72 years have passed since the Ashgabat Earthquake, the tragic date in our country’s history. On the night of October 6, 1948, the capital and nearby settlements were plunged into hell in an instant. When most of typically one-story mud-brick buildings collapsed, young and old, sick and healthy, good-looking, fantasy-prone and talented were buried alive under the debris. In some places the ground split open, swallowing everything up…

Thousands of bodies were recovered from the wreckage and buried in several common grounds. The injured with bleeding wounds needed emergency care. There were such large numbers of them that neurosurgeon Boris Smirnov and his assistants, operating in a makeshift hospital in Karl Marx Square, struggled to meet the needs of all those rushed to the hospital from all parts of the ruined city. Some of the children and injured were transported by air to fraternal Soviet republics…

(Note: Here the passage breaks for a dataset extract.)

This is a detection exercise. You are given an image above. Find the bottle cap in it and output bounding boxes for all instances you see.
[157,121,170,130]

As years went by, Ashgabat rose from the ashes like the mythical Phoenix. The city has turned into a white marble-clad modern megapolis now. Erected in the capital’s south-western part, the stately Halk Hakydasy (National Memory) Complex has become a tribute of our enormous respect to the memory of the national heroes and those killed by the earthquake…

Artists from different generations have depicted the tragic events of October 1948. The themed exhibition at the Museum of Fine Arts features some of these works.

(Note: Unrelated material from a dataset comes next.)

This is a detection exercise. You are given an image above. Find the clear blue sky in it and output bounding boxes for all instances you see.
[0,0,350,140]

“Catastrophe” by People’s Artist of Turkmenistan Annamammet Khojaniyazov portrays people who have survived miraculously. Imbued with a sense of disaster, the grayish pink dawn breaks over the collapsed buildings and the people battling to dig out survivors and dead bodies trapped under the rubble. A panic-stricken young woman with a little child in her arms runs blindly trying to escape and save her daughter. But everything around her is just the same: destroyed houses, crying people…

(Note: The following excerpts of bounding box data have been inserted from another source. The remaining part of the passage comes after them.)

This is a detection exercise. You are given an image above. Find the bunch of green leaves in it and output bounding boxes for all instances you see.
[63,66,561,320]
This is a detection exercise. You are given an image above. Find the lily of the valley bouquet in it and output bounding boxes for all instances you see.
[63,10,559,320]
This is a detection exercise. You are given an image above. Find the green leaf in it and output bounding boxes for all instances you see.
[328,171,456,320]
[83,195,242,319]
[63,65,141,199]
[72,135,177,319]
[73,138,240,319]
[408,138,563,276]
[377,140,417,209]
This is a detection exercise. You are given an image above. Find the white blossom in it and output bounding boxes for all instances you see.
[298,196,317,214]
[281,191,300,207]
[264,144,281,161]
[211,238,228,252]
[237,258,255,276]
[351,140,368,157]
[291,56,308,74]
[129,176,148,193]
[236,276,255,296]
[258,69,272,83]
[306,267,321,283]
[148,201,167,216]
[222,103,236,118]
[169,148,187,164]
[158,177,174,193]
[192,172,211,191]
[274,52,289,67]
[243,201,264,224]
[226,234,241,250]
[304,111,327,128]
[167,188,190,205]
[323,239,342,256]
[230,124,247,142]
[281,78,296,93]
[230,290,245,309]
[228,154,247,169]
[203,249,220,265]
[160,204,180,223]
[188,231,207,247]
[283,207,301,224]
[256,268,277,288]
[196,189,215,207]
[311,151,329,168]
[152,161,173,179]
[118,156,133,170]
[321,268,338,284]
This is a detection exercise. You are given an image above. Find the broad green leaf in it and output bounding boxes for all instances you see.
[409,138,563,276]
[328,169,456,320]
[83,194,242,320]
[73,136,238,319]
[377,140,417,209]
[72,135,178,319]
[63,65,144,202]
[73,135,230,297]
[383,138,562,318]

Honored Cultural Worker of Turkmenistan Toymammet Esenmamedov presents an allegoric painting “Earthquake”. With bodies of those killed in the background, it features women and men climbing out of the rubble and embracing their surviving children. The man in the foreground has managed to free his wife but she shows no signs of life. He refuses to accept that she might be dead and desperately hopes that he can snatch her from the jaws of death.

Kakamurad Bayliev’s graphic work is even more tragic. It depicts the earth opening up and mercilessly swallowing up children, women and old people…

“Haunting Memories” by People’s Artist of Turkmenistan Khaji Atakgaev portrays a grief-stricken elderly man, yashuly, sitting beside his house lying in ruins, and struggling with his relentless painful thoughts on how to live without his children and grandchildren killed by the dreadful earthquake.

People’s Artist of Turkmenistan Yarly Bayramov’s “Tragic News” is an extremely expressive painting with great emotional depth. The elderly woman’s unbearable suffering and terrible pain of losing her relatives can be keenly felt in each brush stroke.

On display are also fragments of the Anau Mosque’s portal. The powerful earthquake left a trail of destruction in the settlements adjacent to the city. The bright blue mosaic fragments serve as a reminder that the blind forces of nature destroyed the unique historical monument, which had been perfectly preserved for posterity for centuries. Next in line is Klychmurad Nurlyev’s painting “The Anau Mosque”.

Today, Ashgabat has turned into a megapolis admired for its stylistic harmony. The city of love, as its name translates, boasts impressive architectural ensembles, an array of emerald-green parks, delightfully landscaped areas and original fountain complexes. The capital’s poetic beauty is the celebration of life and the symbol of the Turkmen nation’s creative power.